In der Rolle der Verfolgten – zum Glück nur digital. Und was, wenn man selbst in die Rolle der Opfer des Holocaust schlüpft? Das wird durch den Einsatz moderner Technik ansatzweise möglich. „Computersimulationen über Apps oder Spielekonsolen geben den SchülerInnen nicht nur die Möglichkeit ZuseherIn zu sein, sondern aktiv einzugreifen“, erklärt Lehrer Stefan Lamprechter. „Sie treffen Entscheidungen und erleben zumindest digital die Konsequenzen ihrer Handlungen – vom passiven Beobachter zum aktiven Erleben, auch wenn dies gottseidank nur digital dargestellt wird. Mit modernen Instrumenten wie Switch kommen wir unserem Bildungsauftrag in einer Weise nach, die unsere Schülerinnen und Schüler in ihrer Lebenswelt abholt.“

Auch die SchülerInnen sehen dieser Erfahrung gebannt entgegen. „Ich erwarte mir, zu sehen, wie der Ablauf der Geschehnisse damals war“, sagt Schülerin Katrin Schmucker im Vorfeld, „und auch, dass wir uns besser in die Lage versetzen können und beizutragen, dass diese Dinge sich nicht mehr wiederholen.“

Gedenken auch „in echt“.  Viele Orte Wiens erinnern an den nationalsozialistischen Völkermord, dieser „Weg der Erinnerung“ kann betreten und erspürt werden. SchülerInnen der VBS Floridsdorf werden den 27. Jänner 2022 nützen, um an ausgewählten Plätzen Blumen hinzulegen und Kerzen zu entzünden. „Unser Weg wird uns von der Grabstelle der Kindereuthanasie-Opfer am Zentralfriedhof, über das Mahnmal für die Opfer vom Spiegelgrund und die neue Shoah Gedenkmauer im Ostarrichi-Park zurück in die Franklinstraße zur Gedenkstelle für die Opfer aus den Reihen der Lovara, Roma und Sinti führen“, erklärt die begleitende Lehrerin Mag. Marianne Krejci.

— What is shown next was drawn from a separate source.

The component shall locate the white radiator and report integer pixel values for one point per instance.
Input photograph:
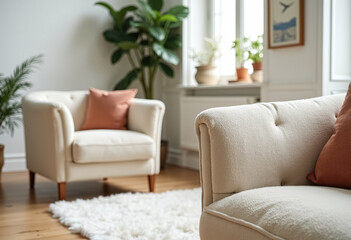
(190, 107)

Flucht und Vertreibung aktuell. Und auch heutige Bezüge zu Flucht und Vertreibung will sie mit ihren Schülern herstellen: „Häufig taucht die Frage auf: Warum sind Ende der 1930er Jahre nicht mehr Menschen geflohen?“, weiß sie aus Erfahrung. „Haben sie nicht gesehen, was da auf sie zukommt? Tatsache war, dass viel mehr fliehen wollten als dann tatsächlich geflohen sind und die Flucht oft an fehlenden Papieren, mangelnden finanziellen Mitteln und aber auch an der restriktiven Aufnahmepolitik anderer Staaten scheiterte. Die Frage, die wir uns stellen wollen, ist: Wie gehen wir heute als Weltgemeinschaft unserer Verantwortung gegenüber Menschen in existentieller Bedrohung nach?“

Schülerinnen und Schüler der VBS Floridsdorf nutzen zum Holocaust-Gedenktag u.a. das GameLab der Universität Wien. Am 27. 01.2022 kommen die Learning-App “Fliehen vor dem Holocaust” und das Switch-Spiel „My Memory of
Us” zum Einsatz. Zeitzeuge Harry Merl spricht via Zoom mit acht Klassen der Schule.